Plans for a new £40M bridge across the Thames have been approved by Wandsworth Council.
Construction of the structure would follow a design competition, which will potentially be launched later this year.
The new pedestrian and cycle crossing would connect the Nine Elms district with Pimlico to the north. Its exact location is yet to be confirmed but the preferred options are close to the site of the new US Embassy.
The bridge is part of a £2bn infrastructure package transforming connections in Nine Elms, including two new Northern Line stops, two riverbus piers, remodelled streets based on cycle friendly Dutch designs and major upgrades to three existing rail stations including the Vauxhall interchange.
The bridge and other transport improvements will be funded from private Nine Elms developments, expected growth in local business rates income, and possibly sponsorship.
The planning approval follows a Transport for London feasibility study which indicated the bridge would cost around £40m, and potentially carry around 9,000 walkers and 9,000 cyclists a day.
A statement from Wandsworth said: “Plans for the design competition will now be finalised, and the official launch could take place in winter 2014.

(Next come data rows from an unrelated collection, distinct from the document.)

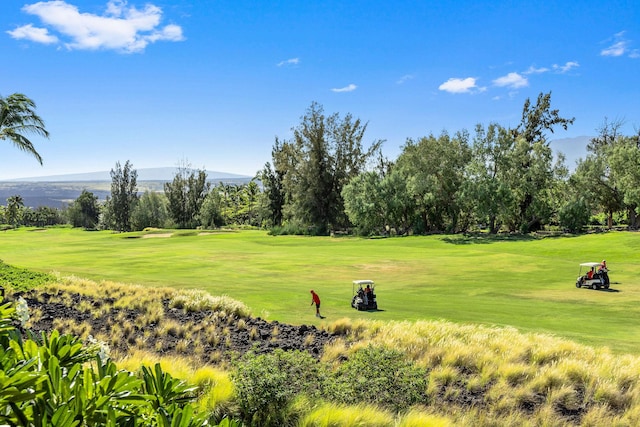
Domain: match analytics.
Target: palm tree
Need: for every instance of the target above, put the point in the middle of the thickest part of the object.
(17, 118)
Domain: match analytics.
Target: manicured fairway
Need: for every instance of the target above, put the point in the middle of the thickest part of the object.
(526, 283)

“A shortlist would be selected in early 2015 and the winning design announced in spring the same year. A programme of public engagement would run alongside the competition so local communities can help shape the proposals as they develop.”
The final designs would need planning approval from Wandsworth and Westminster Councils, and sign off from the Mayor of London.
Wandsworth said it envisaged a two stage competition. Stage one would invite expressions of interest and require concept proposals, which would then be shortlisted down to around four entries. Stage 2 would develop these initial concepts in more detail, looking at the design intent, costs and engineering as well as impacts on public realm.
Ravi Govindia, leader of Wandsworth Council and co-chair of the Nine Elms Vauxhall Partnership, said: “The design will have to inspire and win the hearts of Londoners who are tremendously proud of their river and its heritage. It must work alongside the cutting edge modern architecture of Nine Elms as well as the elegant buildings on the north bank. There will be engineering feats to overcome and the landing points on both sides must integrate sensitively and effectively with their surroundings.”